Saddam may have recognized that Israel might attempt an audacious raid on his French-supplied reactor; he may even have realized that the series of sabotage operations that had already blighted his nuclear project foretold an Israeli refusal to countenance its completion. But he had evidently not fully internalized the extent of Osirak’s vulnerability; he hadn’t put in place sufficient defensive provisions to safeguard it. He didn’t really believe it was going to be hit.
Iran, for all of its leadership’s derisive insistence that Israel would not dare attack, is clearly bracing for the possibility. Its entire nuclear project, indeed, has been constructed with paramount attention to defense and minimal vulnerability – constructed, that is, with Saddam’s failure to adequately protect Osirak as a case study. It has placed sensitive installations deep underground. It has relentlessly sought to acquire the most advanced defensive missile systems. And it has worked to maintain the utmost secrecy around key elements of the project, to the extent that nobody can even be confident that all relevant Iranian nuclear facilities have even been located, much less that they can be put out of commission.
In short, if the IAF attempts some kind of Osirak replication – against targets such as the Natanz facility, where the Iranian enrichment centrifuges are spinning to hotly debated effect – Iran will be waiting. Israel knows this. As Osirak squadron leader Raz told this newspaper in an interview two years ago, ‘The IAF can do damage to some of the [Iranian] facilities, but cannot stop them as a whole.’
And so, since Israel’s position is that it cannot be reconciled to a nuclear Iran, one has to anticipate that Israel has other options in mind if international pressure fails to deter the ayatollahs. One has to hope that, however profound our concerns about the expertise of our political leadership and its ability to think outside the box, the glorious tradition of Israeli military innovation, creativity, dedication and daring that enabled operations such as Osirak, remains intact.

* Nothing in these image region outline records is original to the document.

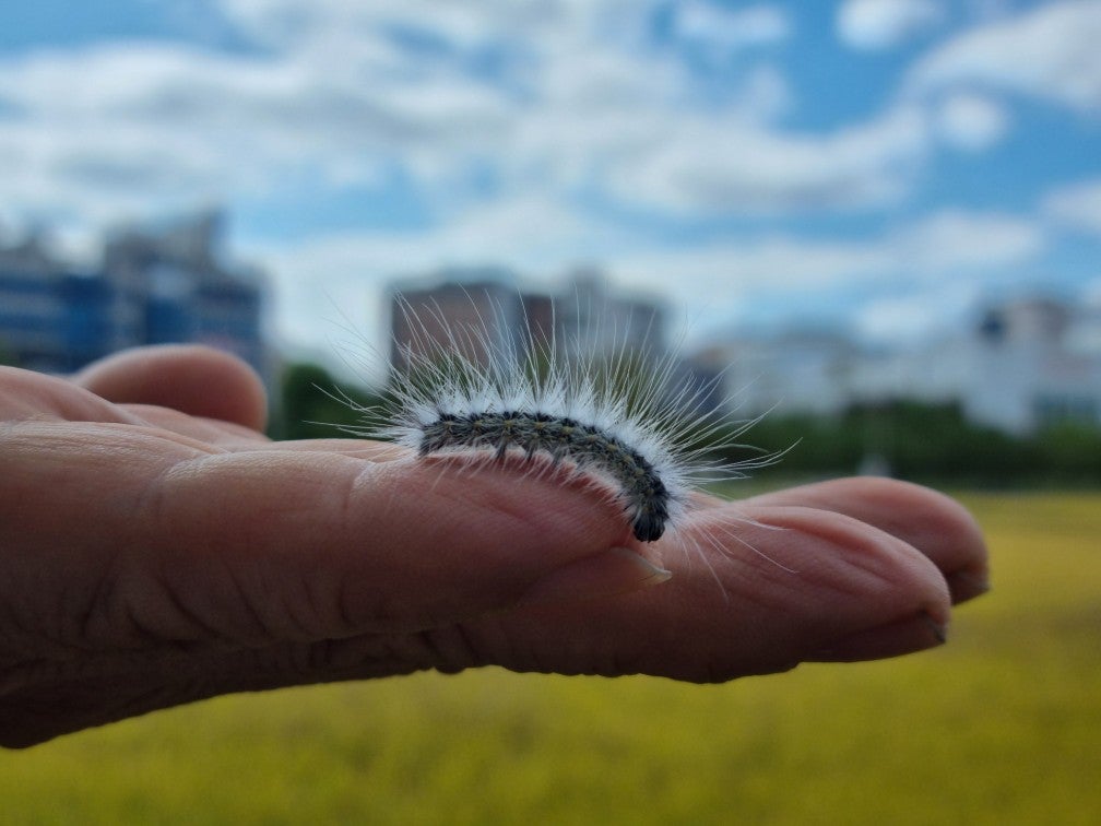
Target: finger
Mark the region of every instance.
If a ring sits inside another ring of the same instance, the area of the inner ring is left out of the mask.
[[[746,507],[800,504],[866,522],[920,548],[944,572],[953,602],[990,589],[982,531],[959,502],[928,488],[871,477],[766,493]]]
[[[0,546],[22,550],[0,587],[23,627],[59,649],[421,629],[508,607],[548,579],[618,593],[656,570],[610,552],[630,529],[577,479],[215,452],[117,425],[28,422],[0,437],[11,468]],[[62,611],[58,595],[76,608]]]
[[[86,367],[74,381],[116,403],[150,404],[262,431],[263,383],[221,350],[165,345],[126,350]]]
[[[699,682],[942,642],[948,591],[916,548],[838,513],[777,507],[753,515],[733,523],[738,541],[724,536],[722,552],[707,542],[688,543],[684,556],[666,550],[667,586],[510,611],[465,638],[481,646],[479,662],[517,671]],[[722,518],[709,514],[690,530],[723,536]]]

INTERESTINGLY, 27 years later, Amos Yadlin, the pilot who cut in under his commander’s slightly errant F-16 to drop the first pair of bombs on Osirak, is now Maj.-Gen. Yadlin, head of IDF Military Intelligence.
Interestingly, too, David Ivri – the IAF commander who oversaw the Osirak raid, subsequently served as Israel’s ambassador to the US and is now Boeing’s Israel representative – is currently refusing to give interviews, as are many of the senior Israeli military figures who might have keen insights into the challenge posed by Iran’s nuclear drive.

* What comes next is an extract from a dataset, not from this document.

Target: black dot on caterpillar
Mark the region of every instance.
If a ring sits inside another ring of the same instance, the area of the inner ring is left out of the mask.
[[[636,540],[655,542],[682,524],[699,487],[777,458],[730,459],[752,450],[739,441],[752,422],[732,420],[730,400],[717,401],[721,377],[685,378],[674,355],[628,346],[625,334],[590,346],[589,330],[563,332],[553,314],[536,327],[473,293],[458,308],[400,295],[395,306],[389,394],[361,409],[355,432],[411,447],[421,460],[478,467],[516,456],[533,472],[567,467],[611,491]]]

Given the spate of frequently contradictory reports about US-Israeli coordination or tension over a strike on Iran, it might be worth noting that in the more garrulous past, Ivri would occasionally speak with a certain quiet satisfaction about a treasured picture he kept hanging on the wall facing his desk in Washington. It features an enlarged black-and-white US satellite photograph of Osirak, taken a few days after the IAF raid had smashed the facility to pieces. And it bears a handwritten inscription that reads: ‘For Gen. David Ivri, with thanks and appreciation for the outstanding job he did on the Iraqi nuclear program in 1981 – which made our job much easier in Desert Storm.’ It is signed: Dick Cheney.

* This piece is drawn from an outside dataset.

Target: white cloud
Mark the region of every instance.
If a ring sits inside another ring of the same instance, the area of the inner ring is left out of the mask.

Such thanks, however profound, came belatedly. Although president Ronald Reagan reportedly responded to first news of Osirak’s destruction with a lighthearted ‘boys will be boys’ and later spoke admiringly of ‘a terrific piece of bombing,’ the US formally protested the raid and approved a condemnatory UN resolution which branded it a violation of international law.
Israel, of course, had chosen not to breathe a word to the Americans ahead of that attack.
(Raid on the Sun by Rodger W. Claire is published in paperback by Broadway books.)